HYDERABAD: India will see more intense freak weather in the coming days, warned climate change scientists, days after hailstorms killed at least 10 people and wounded scores in Andhra Pradesh and similar storms destroyed crops across Karnataka and Maharashtra. 

"The keyword is that these extreme events will increase under climate change and we need to gear up quickly to counter it before it's too late through drastic cuts on fossil fuel emissions and micro-level climate vulnerability assessment at local levels," says G Bala, a top climate change expert at the Indian Institute of Science's Divecha Centre for Climate Change in Bangalore. 

In absence of micro-level assessment, officials are struggling to answer why places like Hyderabad got heavy rainfall in early March and sudden hailstorms destroyed crops over lakhs of acres in Warangal, Bidar in Karnataka or Nashik and Aurangabad in Maharashtra this week. 

Scientists predict that the frequency of extreme weather is likely to increase with fewer rainy days, but more quantum of rainfall, because of greater intensity and severe drought hitting other places. 

They say states should immediately carry out a micro-level study to assess the unpredictable weather as the country's fossil fuel emission is reaching alarming levels with no effort being made by governments to address climate change at local levels. 

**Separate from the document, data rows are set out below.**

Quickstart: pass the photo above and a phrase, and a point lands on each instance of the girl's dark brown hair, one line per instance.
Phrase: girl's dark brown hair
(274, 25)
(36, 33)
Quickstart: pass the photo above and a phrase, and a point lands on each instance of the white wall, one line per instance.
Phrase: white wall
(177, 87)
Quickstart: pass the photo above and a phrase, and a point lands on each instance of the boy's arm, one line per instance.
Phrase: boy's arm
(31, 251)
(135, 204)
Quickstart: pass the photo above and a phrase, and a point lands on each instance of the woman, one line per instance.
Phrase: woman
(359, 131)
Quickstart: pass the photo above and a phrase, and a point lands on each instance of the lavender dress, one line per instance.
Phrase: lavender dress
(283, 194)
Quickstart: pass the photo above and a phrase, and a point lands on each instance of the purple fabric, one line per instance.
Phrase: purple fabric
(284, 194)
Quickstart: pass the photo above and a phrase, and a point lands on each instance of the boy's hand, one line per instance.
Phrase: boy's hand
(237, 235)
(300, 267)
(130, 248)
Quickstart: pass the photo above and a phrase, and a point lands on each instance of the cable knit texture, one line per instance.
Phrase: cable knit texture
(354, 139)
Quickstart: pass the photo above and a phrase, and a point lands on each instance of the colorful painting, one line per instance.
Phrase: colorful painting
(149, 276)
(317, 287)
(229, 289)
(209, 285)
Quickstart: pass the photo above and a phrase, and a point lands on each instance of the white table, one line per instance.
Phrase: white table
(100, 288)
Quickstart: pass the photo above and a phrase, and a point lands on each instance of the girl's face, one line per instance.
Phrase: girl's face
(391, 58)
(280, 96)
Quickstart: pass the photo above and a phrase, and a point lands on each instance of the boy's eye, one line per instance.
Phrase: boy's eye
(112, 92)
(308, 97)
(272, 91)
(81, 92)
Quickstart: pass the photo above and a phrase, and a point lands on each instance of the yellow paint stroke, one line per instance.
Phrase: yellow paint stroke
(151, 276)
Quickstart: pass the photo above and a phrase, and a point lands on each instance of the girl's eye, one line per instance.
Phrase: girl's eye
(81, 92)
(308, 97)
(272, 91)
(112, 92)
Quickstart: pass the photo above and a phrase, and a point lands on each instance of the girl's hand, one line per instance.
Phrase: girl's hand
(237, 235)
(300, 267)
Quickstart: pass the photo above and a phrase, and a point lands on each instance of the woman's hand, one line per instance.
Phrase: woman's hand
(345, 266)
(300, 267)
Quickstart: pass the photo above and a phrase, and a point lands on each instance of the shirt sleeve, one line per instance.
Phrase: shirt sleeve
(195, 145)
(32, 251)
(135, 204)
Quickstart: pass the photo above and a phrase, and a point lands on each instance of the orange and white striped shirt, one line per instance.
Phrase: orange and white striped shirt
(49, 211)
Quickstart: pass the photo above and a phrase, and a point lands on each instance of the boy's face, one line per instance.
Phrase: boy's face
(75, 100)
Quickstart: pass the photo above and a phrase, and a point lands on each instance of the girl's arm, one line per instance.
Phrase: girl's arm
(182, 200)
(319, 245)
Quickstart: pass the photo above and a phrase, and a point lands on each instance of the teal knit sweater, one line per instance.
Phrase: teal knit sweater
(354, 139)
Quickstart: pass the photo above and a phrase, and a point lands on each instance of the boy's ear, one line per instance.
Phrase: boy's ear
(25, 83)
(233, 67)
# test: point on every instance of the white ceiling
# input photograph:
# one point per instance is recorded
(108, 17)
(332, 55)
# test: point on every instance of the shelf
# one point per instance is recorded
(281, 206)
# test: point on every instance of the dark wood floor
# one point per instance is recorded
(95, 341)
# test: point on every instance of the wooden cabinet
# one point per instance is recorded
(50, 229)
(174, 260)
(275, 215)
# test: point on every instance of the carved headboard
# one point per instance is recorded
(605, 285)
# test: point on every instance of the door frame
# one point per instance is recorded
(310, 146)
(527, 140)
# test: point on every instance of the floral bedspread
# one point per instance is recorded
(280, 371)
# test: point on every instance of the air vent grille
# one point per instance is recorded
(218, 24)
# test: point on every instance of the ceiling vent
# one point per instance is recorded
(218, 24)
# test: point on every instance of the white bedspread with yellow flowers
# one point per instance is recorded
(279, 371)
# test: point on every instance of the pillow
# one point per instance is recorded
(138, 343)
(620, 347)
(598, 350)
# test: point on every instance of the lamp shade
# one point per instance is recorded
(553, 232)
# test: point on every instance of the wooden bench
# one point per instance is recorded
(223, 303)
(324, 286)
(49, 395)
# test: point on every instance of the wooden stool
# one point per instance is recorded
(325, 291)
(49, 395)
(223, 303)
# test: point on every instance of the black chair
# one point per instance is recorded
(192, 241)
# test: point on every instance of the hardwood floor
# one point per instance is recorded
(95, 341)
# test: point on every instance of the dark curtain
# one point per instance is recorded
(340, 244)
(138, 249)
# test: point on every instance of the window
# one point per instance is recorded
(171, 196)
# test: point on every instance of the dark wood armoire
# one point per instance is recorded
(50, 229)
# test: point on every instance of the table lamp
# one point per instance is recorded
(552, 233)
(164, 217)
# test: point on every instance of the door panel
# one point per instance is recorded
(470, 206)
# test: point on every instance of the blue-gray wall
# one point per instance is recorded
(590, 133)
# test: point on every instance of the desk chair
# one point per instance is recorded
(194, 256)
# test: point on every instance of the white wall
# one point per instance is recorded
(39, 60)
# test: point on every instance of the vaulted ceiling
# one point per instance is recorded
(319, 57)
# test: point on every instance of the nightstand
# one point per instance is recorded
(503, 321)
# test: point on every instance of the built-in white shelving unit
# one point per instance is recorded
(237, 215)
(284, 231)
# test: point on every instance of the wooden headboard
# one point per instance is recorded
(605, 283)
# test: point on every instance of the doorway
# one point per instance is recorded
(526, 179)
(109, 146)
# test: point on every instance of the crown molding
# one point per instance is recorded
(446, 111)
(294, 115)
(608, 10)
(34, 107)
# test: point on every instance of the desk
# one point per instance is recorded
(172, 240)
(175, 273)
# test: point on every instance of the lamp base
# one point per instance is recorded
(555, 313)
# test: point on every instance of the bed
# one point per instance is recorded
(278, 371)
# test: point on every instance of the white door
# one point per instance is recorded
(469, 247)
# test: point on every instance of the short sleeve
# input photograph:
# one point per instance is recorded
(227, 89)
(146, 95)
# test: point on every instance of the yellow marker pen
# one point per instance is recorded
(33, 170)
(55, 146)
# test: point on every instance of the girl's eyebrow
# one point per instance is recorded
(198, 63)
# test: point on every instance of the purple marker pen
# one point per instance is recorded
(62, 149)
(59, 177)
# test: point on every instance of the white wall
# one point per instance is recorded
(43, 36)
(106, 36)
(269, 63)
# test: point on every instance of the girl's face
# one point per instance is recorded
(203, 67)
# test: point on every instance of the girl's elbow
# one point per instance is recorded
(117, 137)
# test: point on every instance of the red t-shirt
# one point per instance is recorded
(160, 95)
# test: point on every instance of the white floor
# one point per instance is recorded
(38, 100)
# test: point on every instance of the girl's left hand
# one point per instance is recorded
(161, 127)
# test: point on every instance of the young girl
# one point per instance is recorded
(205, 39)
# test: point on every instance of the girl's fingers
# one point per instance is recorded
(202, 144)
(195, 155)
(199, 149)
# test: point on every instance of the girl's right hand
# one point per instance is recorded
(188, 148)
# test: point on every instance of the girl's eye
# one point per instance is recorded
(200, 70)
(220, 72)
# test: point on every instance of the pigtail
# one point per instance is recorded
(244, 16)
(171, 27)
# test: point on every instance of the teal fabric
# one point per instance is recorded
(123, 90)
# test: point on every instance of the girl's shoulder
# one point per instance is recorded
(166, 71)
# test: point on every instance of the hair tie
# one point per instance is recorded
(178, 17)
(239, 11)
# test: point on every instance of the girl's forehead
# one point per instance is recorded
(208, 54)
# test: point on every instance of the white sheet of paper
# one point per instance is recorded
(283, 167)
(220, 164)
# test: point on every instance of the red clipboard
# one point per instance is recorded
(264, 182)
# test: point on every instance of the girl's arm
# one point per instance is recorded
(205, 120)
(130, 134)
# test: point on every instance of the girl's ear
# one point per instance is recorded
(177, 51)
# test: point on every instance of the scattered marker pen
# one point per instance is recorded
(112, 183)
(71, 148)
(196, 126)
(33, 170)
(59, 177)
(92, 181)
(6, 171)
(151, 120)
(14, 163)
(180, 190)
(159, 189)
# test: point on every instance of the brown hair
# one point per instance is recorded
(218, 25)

"Knowledge is very important and information about climate change must be provided to politicians and policymakers. But there is simply no information. Climate action plans prepared by some states lack quality that is based on science," says Bala. 

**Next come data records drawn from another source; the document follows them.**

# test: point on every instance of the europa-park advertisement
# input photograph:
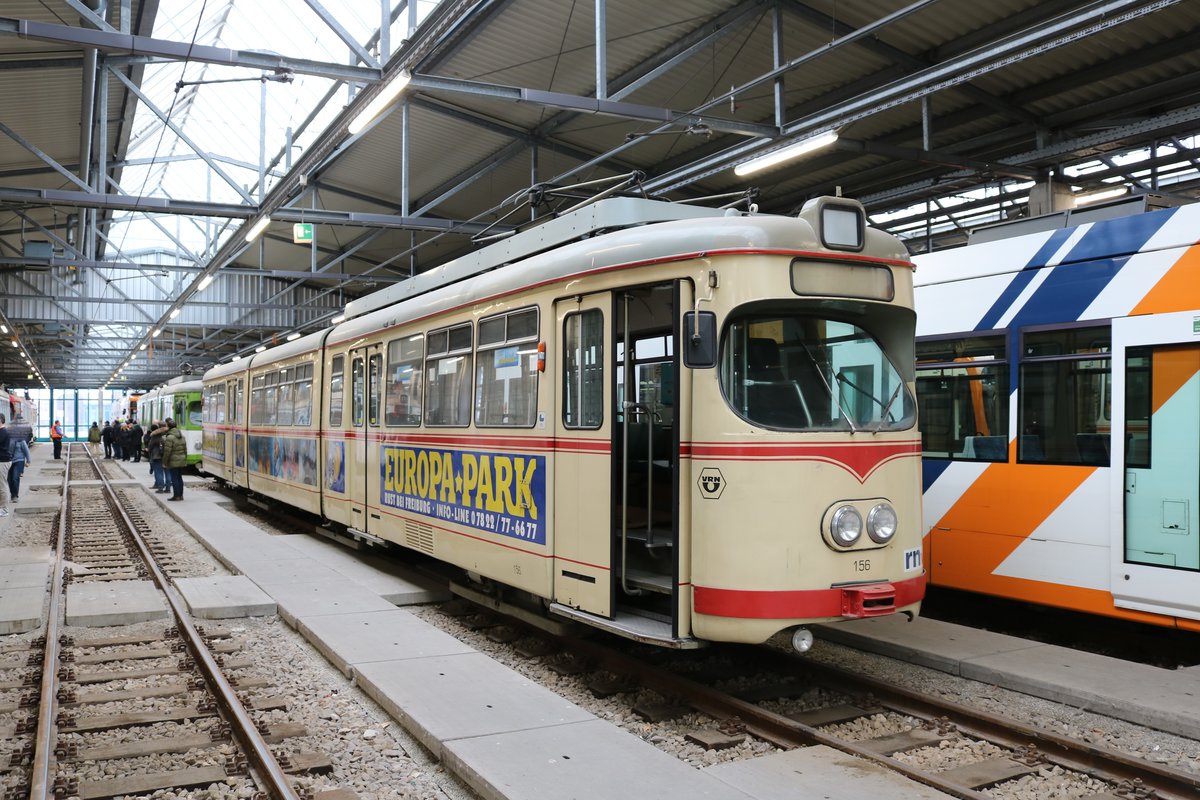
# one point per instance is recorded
(499, 493)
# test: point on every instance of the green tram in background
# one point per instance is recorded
(180, 400)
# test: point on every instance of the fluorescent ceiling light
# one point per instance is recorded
(381, 101)
(777, 157)
(258, 227)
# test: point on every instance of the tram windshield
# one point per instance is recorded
(808, 373)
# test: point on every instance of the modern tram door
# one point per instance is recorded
(363, 453)
(1156, 457)
(646, 451)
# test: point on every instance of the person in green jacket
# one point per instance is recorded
(174, 458)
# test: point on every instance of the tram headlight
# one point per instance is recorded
(846, 525)
(881, 523)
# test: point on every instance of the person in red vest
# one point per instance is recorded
(57, 438)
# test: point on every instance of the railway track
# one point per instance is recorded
(792, 702)
(93, 698)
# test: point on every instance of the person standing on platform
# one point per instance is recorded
(174, 458)
(136, 441)
(5, 462)
(106, 435)
(57, 438)
(21, 459)
(154, 453)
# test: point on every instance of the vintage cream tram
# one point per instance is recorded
(677, 423)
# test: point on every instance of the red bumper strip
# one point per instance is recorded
(869, 600)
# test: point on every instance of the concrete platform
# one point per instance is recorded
(1167, 699)
(227, 596)
(353, 641)
(370, 570)
(819, 773)
(113, 602)
(21, 608)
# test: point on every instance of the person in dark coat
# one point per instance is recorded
(174, 458)
(136, 440)
(154, 453)
(106, 435)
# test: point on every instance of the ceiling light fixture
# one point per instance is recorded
(381, 101)
(777, 157)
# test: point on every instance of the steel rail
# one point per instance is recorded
(40, 783)
(261, 756)
(1097, 761)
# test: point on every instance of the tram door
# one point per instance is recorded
(583, 428)
(1156, 456)
(361, 451)
(646, 446)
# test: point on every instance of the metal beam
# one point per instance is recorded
(586, 104)
(124, 43)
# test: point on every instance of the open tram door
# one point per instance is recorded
(1156, 463)
(617, 519)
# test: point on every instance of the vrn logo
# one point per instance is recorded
(711, 483)
(912, 560)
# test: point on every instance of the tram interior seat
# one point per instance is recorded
(772, 398)
(985, 447)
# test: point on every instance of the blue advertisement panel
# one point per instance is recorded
(499, 493)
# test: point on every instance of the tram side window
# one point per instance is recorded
(258, 400)
(336, 386)
(358, 392)
(583, 370)
(1066, 396)
(963, 394)
(283, 415)
(507, 379)
(448, 377)
(403, 395)
(303, 395)
(375, 364)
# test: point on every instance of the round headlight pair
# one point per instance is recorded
(846, 524)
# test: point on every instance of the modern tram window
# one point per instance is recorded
(258, 400)
(358, 392)
(963, 395)
(336, 390)
(507, 380)
(1139, 396)
(804, 372)
(1066, 403)
(375, 366)
(583, 370)
(448, 377)
(303, 395)
(403, 395)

India in 2009 said it will reduce its emissions intensity by 25% and agreed with other developed countries to keep global warming at a check and keep rate of growth in global temperature under 2 degrees in this century. 

However, an international study led by Britain's Tyndall Centre for Climate Change Research released in November last year revealed India was among the biggest contributors to fossil fuel emissions in 2012 with carbon dioxide emissions rising by a whopping 7.7%, mostly from burning coal. 

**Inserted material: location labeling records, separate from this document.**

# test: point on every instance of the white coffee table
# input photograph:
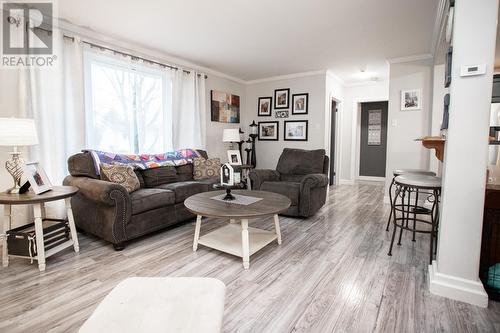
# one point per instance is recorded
(239, 241)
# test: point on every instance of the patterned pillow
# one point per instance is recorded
(206, 168)
(122, 174)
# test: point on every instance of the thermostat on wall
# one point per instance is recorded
(472, 70)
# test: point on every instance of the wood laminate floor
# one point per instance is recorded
(331, 274)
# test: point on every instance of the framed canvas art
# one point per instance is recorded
(37, 177)
(225, 107)
(411, 99)
(264, 106)
(300, 103)
(296, 130)
(269, 130)
(282, 98)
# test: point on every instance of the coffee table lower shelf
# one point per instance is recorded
(228, 239)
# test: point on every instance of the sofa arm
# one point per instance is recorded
(101, 208)
(313, 180)
(100, 191)
(259, 176)
(313, 189)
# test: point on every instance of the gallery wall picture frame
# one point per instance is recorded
(234, 157)
(281, 114)
(269, 130)
(37, 177)
(282, 98)
(265, 106)
(296, 130)
(411, 99)
(300, 103)
(224, 107)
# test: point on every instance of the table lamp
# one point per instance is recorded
(17, 132)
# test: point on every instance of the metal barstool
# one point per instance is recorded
(406, 185)
(400, 172)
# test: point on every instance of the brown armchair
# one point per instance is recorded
(301, 175)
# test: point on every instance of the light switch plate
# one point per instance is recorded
(471, 70)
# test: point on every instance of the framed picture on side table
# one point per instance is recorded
(234, 157)
(296, 130)
(37, 177)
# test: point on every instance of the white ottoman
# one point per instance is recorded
(177, 304)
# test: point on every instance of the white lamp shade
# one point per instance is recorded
(18, 132)
(231, 135)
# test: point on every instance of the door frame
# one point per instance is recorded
(356, 148)
(328, 132)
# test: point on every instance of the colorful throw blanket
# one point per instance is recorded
(144, 161)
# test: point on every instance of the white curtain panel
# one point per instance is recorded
(53, 96)
(188, 110)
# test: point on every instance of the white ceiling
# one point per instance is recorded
(254, 39)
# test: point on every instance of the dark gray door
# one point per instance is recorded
(373, 146)
(333, 125)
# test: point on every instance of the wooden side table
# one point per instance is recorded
(38, 203)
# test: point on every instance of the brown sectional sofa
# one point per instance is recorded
(107, 210)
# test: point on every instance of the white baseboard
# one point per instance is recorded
(346, 182)
(371, 179)
(459, 289)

Scientists said last June's cloudburst in Uttarakhand, a severe cold wave in north India this year, heavy snowfall in Chevella last January, and Bangalore city recording 32 degree Celsius in January this year, are all extreme local weather phenomenon, which needs to be studied and analyzed properly. 

"What needs to happen is a clear micro-level vulnerability assessment that can help us understand and prepare for these unusual weather," says Siddharth Pathak, an International policy coordinator at the Climate Action Network International. 

Local scientists now calculate India's fossil fuel emission at 60% more than what it was 20 years ago, with the country all set to breach the 2 degree temperature rise mark in future. 

"Temperatures are going to rise with higher intensity across the country unless steps are taken to reduce emissions drastically," says Raman Sukumar, an ecological scientist at Indian Institute of Science. 

Back in Hyderabad, RV Subba Rao, a retired meteorologist, who is busy studying the weather charts, says the wind pattern has been different this March and thinks the state could have early monsoon. 

"Climate change is occurring due to development of El Nino in the Pacific Ocean and the freaky weather condition as a result could continue till May this year," he says. 

"More research on climate vulnerability would only help as this early March weather has been something that I have not seen here before," he says.